Las alarmas de los coches policiales en la calle, eran atenuados por la fuerte lluvia que caía acompañada de repetidos y estruendosos relámpagos y truenos, que iluminaban la oscuridad de la noche. 

Distintos drones con cámaras y focos instalados, sobrevolaban la azotea. Podían captar a dos mujeres, acostadas en el suelo, una al lado de la otra, aparentemente desmayadas o muertas. Una de ellas, era una joven de piel pálida con una ropa ajustada de color morado, y que sostenía un rifle de francotirador partido en dos. A su lado, se encontraba una anciana, con un tono de piel más oscura y unas ropas blancas, con otro rifle de francotirador azulado y visiblemente funcional a su costado.

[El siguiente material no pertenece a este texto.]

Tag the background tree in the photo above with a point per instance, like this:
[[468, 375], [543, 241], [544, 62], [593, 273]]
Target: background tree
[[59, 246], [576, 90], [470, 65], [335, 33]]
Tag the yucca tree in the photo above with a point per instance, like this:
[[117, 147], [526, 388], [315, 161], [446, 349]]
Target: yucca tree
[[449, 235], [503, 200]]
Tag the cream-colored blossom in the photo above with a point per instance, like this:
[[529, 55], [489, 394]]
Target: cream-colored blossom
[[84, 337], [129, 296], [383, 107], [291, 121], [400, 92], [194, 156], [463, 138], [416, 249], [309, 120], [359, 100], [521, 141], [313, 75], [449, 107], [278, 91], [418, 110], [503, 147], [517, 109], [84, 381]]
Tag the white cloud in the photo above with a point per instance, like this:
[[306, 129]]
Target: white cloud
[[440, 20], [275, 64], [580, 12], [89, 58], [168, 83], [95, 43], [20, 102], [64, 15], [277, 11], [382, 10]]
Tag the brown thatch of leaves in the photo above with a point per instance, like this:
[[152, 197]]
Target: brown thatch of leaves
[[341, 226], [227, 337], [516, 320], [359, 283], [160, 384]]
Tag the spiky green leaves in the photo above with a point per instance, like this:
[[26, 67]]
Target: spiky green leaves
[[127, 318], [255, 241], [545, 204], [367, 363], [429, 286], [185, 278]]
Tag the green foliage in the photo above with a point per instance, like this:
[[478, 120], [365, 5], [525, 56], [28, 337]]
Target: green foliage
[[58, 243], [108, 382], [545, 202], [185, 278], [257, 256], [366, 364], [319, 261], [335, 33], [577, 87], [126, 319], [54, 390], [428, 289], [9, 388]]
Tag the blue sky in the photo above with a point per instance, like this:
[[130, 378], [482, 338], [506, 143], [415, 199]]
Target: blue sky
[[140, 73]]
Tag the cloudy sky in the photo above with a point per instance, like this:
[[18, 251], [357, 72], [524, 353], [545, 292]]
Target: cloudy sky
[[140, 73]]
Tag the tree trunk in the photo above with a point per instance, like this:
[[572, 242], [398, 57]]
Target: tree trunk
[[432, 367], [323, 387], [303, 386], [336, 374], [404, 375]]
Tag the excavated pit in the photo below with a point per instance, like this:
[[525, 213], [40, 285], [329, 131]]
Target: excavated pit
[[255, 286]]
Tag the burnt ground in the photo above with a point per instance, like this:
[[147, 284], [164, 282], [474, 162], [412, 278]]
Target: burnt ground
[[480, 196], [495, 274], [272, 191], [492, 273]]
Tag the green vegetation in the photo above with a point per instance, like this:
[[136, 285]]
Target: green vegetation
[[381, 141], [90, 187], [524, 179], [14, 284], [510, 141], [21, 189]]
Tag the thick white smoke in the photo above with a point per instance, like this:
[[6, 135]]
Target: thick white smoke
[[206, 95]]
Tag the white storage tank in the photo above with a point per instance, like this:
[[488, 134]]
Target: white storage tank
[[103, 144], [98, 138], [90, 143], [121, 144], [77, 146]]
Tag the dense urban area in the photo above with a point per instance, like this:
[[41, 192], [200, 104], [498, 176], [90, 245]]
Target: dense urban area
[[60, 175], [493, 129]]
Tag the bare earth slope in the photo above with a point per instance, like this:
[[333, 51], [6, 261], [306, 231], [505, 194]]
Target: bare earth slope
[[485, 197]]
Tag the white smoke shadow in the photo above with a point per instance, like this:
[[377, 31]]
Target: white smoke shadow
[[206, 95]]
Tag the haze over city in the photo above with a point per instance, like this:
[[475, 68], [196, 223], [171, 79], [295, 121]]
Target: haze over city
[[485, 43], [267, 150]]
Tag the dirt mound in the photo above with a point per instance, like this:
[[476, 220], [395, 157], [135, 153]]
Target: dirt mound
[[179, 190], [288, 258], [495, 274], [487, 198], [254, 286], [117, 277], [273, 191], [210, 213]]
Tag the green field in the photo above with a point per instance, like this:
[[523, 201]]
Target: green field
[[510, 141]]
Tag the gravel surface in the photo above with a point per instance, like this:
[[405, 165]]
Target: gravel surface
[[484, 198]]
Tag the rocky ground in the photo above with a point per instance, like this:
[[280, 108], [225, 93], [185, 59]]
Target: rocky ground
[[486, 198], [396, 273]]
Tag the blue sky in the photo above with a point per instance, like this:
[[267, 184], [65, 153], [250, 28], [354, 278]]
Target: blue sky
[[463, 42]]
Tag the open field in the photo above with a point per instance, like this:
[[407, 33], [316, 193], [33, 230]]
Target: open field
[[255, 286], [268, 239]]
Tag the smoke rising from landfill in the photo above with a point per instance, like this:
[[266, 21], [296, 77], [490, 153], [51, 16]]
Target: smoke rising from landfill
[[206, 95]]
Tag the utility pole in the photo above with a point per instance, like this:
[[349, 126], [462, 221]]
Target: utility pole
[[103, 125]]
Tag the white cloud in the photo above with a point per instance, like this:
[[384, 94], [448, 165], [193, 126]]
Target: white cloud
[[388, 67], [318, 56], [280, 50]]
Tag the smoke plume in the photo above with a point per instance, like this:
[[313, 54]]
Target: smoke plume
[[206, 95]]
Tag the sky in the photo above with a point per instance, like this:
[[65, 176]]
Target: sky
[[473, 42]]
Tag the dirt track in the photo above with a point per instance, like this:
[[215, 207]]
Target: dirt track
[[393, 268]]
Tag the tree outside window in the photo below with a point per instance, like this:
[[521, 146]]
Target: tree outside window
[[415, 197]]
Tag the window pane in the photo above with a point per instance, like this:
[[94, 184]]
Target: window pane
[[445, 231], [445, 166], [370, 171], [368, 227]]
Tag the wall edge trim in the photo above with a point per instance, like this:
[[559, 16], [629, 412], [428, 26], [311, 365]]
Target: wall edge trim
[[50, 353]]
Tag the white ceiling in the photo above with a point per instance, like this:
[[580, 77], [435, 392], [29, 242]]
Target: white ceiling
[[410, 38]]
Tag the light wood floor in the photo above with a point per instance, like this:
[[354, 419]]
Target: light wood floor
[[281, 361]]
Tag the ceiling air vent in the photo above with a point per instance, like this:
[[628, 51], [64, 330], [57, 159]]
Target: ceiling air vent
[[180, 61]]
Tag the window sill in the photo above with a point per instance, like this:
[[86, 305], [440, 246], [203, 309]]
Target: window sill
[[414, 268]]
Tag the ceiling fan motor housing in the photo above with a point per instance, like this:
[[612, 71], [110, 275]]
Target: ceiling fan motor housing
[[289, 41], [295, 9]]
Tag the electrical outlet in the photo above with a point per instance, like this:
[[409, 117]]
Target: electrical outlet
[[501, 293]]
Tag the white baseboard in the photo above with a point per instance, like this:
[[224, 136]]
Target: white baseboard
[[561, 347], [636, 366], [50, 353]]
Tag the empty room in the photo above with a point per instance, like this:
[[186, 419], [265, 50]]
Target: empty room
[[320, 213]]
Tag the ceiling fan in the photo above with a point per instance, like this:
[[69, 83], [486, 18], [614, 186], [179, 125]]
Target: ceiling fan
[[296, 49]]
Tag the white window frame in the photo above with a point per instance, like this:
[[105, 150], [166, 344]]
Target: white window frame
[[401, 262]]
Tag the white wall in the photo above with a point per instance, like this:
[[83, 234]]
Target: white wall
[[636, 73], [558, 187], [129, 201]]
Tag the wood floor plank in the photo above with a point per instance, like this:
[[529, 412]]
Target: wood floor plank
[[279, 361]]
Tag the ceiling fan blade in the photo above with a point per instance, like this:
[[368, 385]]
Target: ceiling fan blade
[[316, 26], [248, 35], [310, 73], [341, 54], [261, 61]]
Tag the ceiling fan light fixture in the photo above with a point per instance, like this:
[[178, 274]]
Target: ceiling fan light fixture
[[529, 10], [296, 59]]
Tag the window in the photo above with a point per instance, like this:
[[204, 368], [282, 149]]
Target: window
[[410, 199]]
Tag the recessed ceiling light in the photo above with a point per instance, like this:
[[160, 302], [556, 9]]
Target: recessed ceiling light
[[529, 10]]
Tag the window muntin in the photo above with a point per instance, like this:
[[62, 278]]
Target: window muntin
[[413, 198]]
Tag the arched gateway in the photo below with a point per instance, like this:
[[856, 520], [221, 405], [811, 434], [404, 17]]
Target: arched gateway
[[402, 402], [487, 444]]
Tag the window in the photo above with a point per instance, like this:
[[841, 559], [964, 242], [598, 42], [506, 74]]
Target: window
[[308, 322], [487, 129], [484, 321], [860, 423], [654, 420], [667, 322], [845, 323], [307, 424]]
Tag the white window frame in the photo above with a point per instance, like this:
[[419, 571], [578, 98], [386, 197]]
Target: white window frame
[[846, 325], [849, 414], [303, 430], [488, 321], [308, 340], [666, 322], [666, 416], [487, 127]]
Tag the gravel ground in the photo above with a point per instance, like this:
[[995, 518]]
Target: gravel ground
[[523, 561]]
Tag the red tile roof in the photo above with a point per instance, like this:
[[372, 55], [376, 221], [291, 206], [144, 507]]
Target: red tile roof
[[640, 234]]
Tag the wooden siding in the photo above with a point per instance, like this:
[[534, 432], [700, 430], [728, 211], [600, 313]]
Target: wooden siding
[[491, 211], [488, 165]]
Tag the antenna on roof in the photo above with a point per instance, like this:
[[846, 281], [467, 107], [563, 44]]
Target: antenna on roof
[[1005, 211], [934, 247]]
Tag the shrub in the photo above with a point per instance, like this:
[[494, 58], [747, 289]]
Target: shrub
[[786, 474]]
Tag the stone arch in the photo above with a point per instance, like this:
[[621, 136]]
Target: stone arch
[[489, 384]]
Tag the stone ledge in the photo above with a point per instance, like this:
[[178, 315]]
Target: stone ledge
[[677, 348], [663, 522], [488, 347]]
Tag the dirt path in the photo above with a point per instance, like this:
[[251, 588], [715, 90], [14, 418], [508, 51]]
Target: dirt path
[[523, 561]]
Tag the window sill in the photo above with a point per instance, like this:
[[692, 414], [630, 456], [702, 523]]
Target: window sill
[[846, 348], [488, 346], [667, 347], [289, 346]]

En una parte no muy alejada de ellas, próxima a un hueco (donde antes de ser destruida, había una barandilla que daba seguridad al precipicio del edificio), se encontraba un hombre arrodillado y aguantándose el torso herido. Vestía con una chaqueta de motero y llevaba una mascara que le cubría desde los ojos hasta la barbilla, aunque se encontraba rota y podía apreciarse parte del rostro repleto de cicatrices. 

En frente suya, se hallaba en pie, un aterrador hombre, si es que se le podía considerar un hombre y no un monstruo, vestido completamente de negro, con una capucha y una máscara cubriendo toda su cara. Era lo más parecida a una calavera y  también estaba dañada con una considerable grieta de punta a punta.

Se notaba que una gran batalla había acontecido y sólo quedaban ellos dos, esos viejos camaradas enfrentados por última vez, este era el final de alguno de ellos.

  —Hagámoslo sin máscaras, Reyes —dijo el hombre arrodillado.

  —Como gustes, Morrison —respondió el ser con una voz fría e inquietante, como si de un muerto viviente se tratase.

El arrodillado se la quitó sin dificultad, pero el otro, noto un tirón como si la tuviera pegada.

—Lo siento mucho, Gabriel... —dijo el arrodillado con sentimiento al ver el rostro de su antiguo camarada.

—No lo sientas... —respondió mientras se acercaba a él lentamente y cerrando las enormes garras, que goteaban lluvia y sangre. Por cada paso que daba hacia el hombre arrodillado, sonaba un chapoteo por la gran cantidad de agua que había en la superficie del suelo.

El hombre arrodillado, se levantó con apuro para aparentar ser el soldado firme que siempre aparentaba ser, pero en el fondo sabía que esos chapoteos de su camarada, era como los latidos de su corazón, que pronto cesarían.

Los pasos sonaban cada vez más cerca: pasos, pasos, pasos y de repente un potente trueno zumbó.